In the recent deficit debate, polls show a majority of Americans preferred cutting military spending to reduce the federal deficit rather than taking money from public retirement and health programs. A Reuters/Ipsos poll released in March 2011 found 51% of Americans support reducing “defense” spending, and only 28% want to cut Medicare and Medicaid health programs for the elderly and poor and only 18% back cuts in Social Security. A July 2011 Rasmussen poll found that a plurality of Americans believe the United States can make major cuts in military spending without sacrificing security and nearly 80% said the U.S. spends too much protecting allies.
A January 2011 CNN poll found that more than six in ten Americans oppose the U.S. war in Afghanistan, according to a new national poll. A February 2011 USA Today/Gallup poll found Americans favored more rapid withdrawal from Afghanistan by 75% to 25%.
The majority of Americans, regardless of their political party affiliations, do not approve of the U.S. war in Libya, a CBS News poll from June 2011 shows that six out of 10 Americans believe the US should not be involved in the war on Libya.
Regarding Iraq Angus Reid Public Opinion reports in 2011 that half of Americans (52%) believe their government made a mistake in launching military action against Iraq in 2003. Large majorities of respondents in the U.S. (63%) and Britain (70%) believe that the Iraq War negatively affected the position and image of their respective countries in the world.
Protect the social safety net, strengthen Social Security, expand and improve Medicare for all
In this section we spend a lot of time on polls showing the U.S. public supports – by large majorities over many years – a single payer health care system, improved Medicare for all.

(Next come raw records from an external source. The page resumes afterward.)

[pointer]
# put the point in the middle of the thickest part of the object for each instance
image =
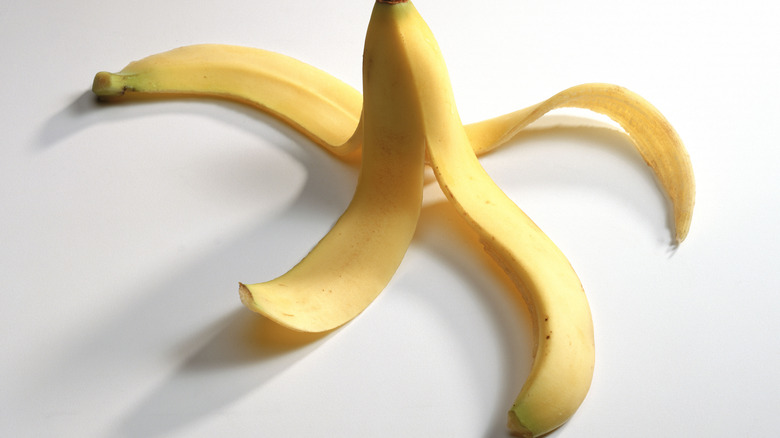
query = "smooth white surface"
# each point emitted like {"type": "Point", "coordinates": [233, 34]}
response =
{"type": "Point", "coordinates": [125, 229]}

Despite this, or perhaps because of it, President Obama and the Democratic Party leadership kept single payer out of the discussion of health care reform. The corporate media, with the help of the wealth-funded Tea Party (which includes many Americans who are legitimately angry at the way the economy treats them, but which has also been manipulated by wealthy business donors), has put out the false impression that the people trust the market to handle health care when the opposite is true. Corrupted non-profits, under the name Health Care for America Now (who not coincidentally took a name very similar to the long-term single payer advocacy group, Health Care Now), supported re-enforcement of the insurance industry under ObamaCare thanks to massive funding from Democratic Party donors. All of this added up to a major misinformation campaign to mislead the country. Over the next two years, the Democrats plan to run on the Obama health reform as if it were a real reform when in reality it is an entrenchment of the status quo, especially health insurance domination. Polls show the people know better than the elites on the critically important issue of health care.